In my country is it typical to build our OWN sports stars up prior to knocking them down, there are numerous examples of this over the years. We basically have a two tier newspaper sytem, the tabloids which are on a par over here with the National Enquirer and the more serious papers that primarily interested in world events and the financial world.

Corey Pavin is doing what he feels he needs to do as a captian to give his team an edge, I highly doubt anyone in the European team cares about this issue. He has not slandered the Europeans he is just doing what he has to do. Is what Elling is doing in this post any different from what SOME of the press in England are doing?  I don't think so.

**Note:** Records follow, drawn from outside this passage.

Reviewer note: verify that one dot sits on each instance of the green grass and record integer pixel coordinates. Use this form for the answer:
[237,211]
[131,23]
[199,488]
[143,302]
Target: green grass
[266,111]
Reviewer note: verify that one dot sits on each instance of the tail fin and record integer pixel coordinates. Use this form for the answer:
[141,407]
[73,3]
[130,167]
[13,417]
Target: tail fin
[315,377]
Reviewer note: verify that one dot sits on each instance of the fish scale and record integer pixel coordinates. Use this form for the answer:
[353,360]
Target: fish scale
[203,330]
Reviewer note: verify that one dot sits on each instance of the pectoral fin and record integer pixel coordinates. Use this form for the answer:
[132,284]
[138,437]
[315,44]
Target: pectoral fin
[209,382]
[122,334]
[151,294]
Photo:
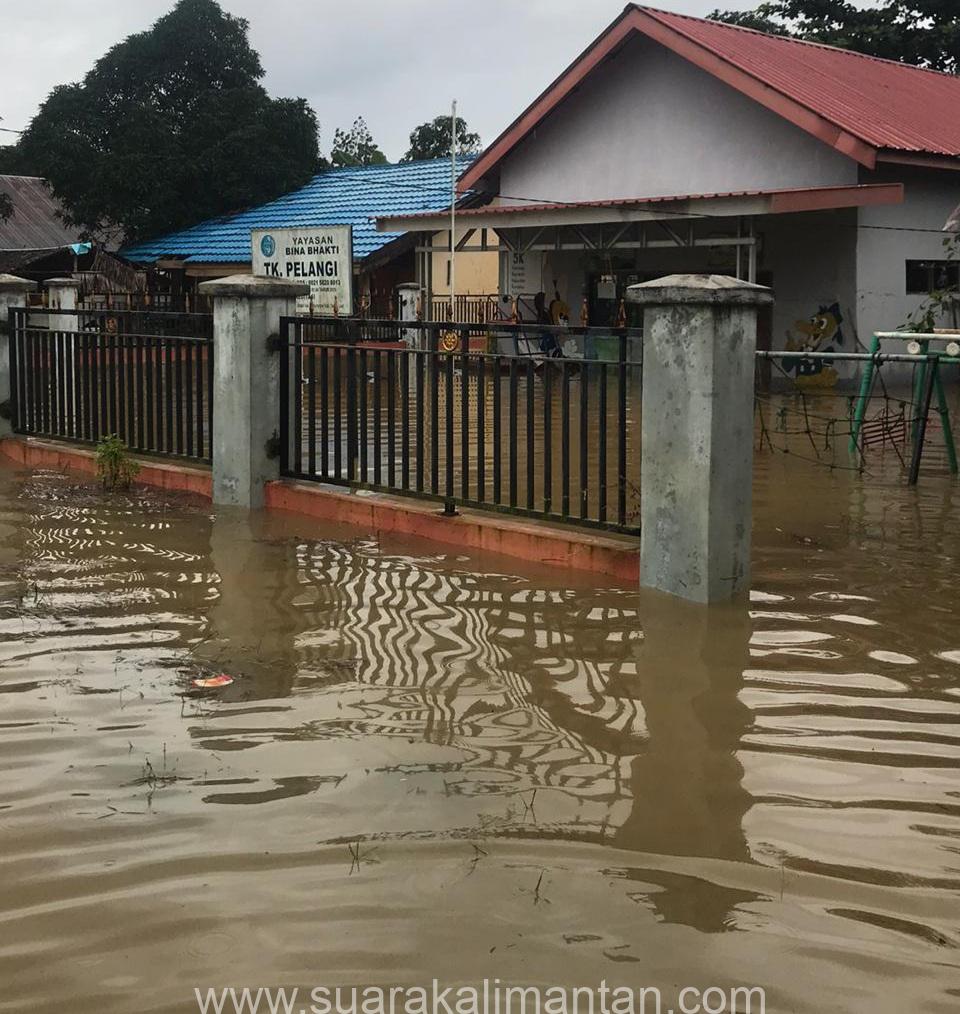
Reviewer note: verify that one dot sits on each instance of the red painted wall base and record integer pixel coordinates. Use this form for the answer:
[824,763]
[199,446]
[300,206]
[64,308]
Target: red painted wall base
[613,556]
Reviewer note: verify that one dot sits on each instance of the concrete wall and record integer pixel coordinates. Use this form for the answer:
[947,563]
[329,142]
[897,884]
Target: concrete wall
[889,236]
[649,124]
[476,274]
[810,260]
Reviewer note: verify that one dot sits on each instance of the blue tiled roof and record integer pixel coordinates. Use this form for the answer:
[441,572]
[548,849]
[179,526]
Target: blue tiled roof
[338,197]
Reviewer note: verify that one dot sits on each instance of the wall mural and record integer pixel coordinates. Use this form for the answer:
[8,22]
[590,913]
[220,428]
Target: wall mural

Greg you make comments about all soldiers being heros, and I agree with you but Greg there were more heros in the second world war that were other than Americans you know.  Funny how much you get upset about what the press have to say then you yourself spurt even worse hatred, Pot let me introduce Kettle.

The Ryder Cup is a great event and the sportsmanship of the game has to a very large extent always been present, long may it be so. There is nothing wrong with passionately supporting your side whoever you follow but respect the game and the individuals involved. This event is a wonderful one it always brings out the passion and tension like no other event and if everyone keeps their head and admires rather than disparages, then Golf, as it should be, will be the winner



Since: Jan 27, 2010
Posted on: September 30, 2010 9:41 am
 

Pavin military issue takes wing at Ryder

British media is, always has been and probably always will be pathetic ...



Since: Jul 17, 2007
Posted on: September 30, 2010 8:56 am
 

Pavin military issue takes wing at Ryder

Shame on the short memoried writers at the Tabloids - America and its veterans have GIVEN us all the FREEDOM to what we desire...EVEN WRITE MORONIC ARTICLES like they have about The USA and our Captain.

SHAME ON YOU!!



Since: Jul 25, 2010
Posted on: September 29, 2010 2:24 pm
 

Pavin military issue takes wing at Ryder

The one thing that you could USUALLY count on in sports is a lack of political involvement.

Now all of a sudden the damn Ryder Cup has more politics in it than the Olympics.

A sad day indeed.



Since: Dec 4, 2006
Posted on: September 29, 2010 1:52 pm
 

Pavin military issue takes wing at Ryder

Ahhh, yes, leave it to the those uppity Brits to take something so out of context and put their spin on it...I thought Cory did a great thing, asking this hero (and yes, all in the military are heros in my book) to speak to the team...it's about honor, loyalty, pride, and sacrifice...whether it's fighting for your country or playing for your country.  Something akin to war??  Please, England, get over yourselves...as mentioned in the article, USA bailed yer arses out in WWII...sure, it was to protect the entire world from Hitler, but it was on your soil that we fought for your freedom as well as ours...and this is the kind of crap you want to write about??  How wonderful a USA victory will be on their turf...although I'm sure the british media will come up with a million excuses as to why they lost...go cry in yer pints of ale, you slovenly jerks!